What can a sky full of tiny dots really tell us?
Imagine you get home at night, open a map app, and see pins everywhere. Each pin says, “Look here.” NASA’s new TESS sky map feels like that. But these pins are not stores or stations. They are worlds beyond our solar system. In a NASA story published on May 13, 2026, the agency showed its most complete TESS night-sky mosaic so far, built from 96 parts of the sky observed between April 2018 and September 2025. (science.nasa.gov)
Now here is the interesting part. People may say “6,000 planet candidates,” but the picture is a little more exact. In that mosaic, TESS marked 679 confirmed exoplanets in blue and 5,165 candidates in orange. The bright band across the middle is our Milky Way, and the black spaces are places TESS had not imaged yet. So the map is not only about planets. It also shows where TESS has looked, and where it still has work to do. (science.nasa.gov)

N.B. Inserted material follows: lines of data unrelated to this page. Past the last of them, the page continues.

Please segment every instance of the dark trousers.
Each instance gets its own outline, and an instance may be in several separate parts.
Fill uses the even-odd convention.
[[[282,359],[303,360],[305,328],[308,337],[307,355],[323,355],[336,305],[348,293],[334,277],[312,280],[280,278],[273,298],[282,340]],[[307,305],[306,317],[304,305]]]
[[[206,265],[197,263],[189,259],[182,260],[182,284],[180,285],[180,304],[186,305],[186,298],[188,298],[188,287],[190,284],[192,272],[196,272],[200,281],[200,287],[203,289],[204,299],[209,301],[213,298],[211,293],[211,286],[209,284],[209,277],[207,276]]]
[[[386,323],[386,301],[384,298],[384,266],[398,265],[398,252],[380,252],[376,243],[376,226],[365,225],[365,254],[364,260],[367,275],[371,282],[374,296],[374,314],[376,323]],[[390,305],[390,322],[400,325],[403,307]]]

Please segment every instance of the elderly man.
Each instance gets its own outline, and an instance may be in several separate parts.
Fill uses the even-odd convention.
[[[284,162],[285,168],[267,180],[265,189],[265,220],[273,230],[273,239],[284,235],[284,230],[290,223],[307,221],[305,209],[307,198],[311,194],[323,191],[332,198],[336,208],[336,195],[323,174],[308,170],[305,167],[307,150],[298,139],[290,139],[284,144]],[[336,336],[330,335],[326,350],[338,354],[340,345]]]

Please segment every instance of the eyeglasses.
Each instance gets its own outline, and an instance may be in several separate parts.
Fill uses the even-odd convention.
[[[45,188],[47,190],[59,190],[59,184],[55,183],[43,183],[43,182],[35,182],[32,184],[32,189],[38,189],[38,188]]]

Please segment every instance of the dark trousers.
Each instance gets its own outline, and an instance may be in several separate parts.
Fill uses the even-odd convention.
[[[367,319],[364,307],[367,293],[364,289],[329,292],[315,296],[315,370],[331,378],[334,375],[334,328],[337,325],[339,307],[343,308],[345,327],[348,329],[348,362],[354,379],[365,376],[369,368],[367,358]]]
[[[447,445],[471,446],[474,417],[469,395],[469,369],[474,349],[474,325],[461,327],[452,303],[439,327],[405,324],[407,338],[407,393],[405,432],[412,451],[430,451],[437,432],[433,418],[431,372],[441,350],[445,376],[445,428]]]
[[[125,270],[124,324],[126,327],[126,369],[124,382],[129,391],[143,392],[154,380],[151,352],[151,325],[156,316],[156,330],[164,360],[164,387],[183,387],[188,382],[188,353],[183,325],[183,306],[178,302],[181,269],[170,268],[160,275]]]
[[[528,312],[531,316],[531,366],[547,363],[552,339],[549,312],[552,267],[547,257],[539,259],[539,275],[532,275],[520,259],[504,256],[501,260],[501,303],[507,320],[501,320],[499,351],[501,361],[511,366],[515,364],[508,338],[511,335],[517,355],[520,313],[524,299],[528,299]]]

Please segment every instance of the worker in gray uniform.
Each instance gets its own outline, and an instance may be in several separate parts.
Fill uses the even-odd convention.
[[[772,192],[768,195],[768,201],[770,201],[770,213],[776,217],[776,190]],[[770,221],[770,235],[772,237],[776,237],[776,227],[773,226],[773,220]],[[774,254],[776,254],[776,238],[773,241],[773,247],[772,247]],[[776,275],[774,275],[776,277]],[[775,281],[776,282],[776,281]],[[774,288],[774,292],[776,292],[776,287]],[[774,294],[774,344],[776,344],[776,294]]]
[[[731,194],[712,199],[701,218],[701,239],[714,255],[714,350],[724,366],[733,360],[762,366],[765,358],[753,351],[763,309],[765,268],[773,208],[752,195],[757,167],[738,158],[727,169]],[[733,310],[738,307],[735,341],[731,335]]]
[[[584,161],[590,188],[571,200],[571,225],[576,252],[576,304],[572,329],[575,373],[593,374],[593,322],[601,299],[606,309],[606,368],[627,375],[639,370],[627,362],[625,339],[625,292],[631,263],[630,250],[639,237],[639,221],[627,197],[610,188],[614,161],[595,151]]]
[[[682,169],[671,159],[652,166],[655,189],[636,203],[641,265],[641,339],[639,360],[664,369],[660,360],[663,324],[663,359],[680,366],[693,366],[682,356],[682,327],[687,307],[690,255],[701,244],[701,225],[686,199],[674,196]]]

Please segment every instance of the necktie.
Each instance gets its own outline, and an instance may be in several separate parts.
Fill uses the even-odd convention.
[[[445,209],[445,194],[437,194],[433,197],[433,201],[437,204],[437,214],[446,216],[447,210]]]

How does TESS find these worlds? It watches huge areas of the sky for about a month at a time. Then it looks for small, regular dips in a star’s light. That dip can happen when a planet passes in front of the star. A candidate is like a pin on your phone map. It means, “This looks promising. Check again.” (science.nasa.gov)
And the story is still moving. On May 4, 2026, NASA said TESS had already reached 885 confirmed planets and more than 7,900 candidates. (science.nasa.gov)
So when you look up at the night sky, maybe do not think of empty darkness. Think of a map still being filled in, one small dip of starlight at a time.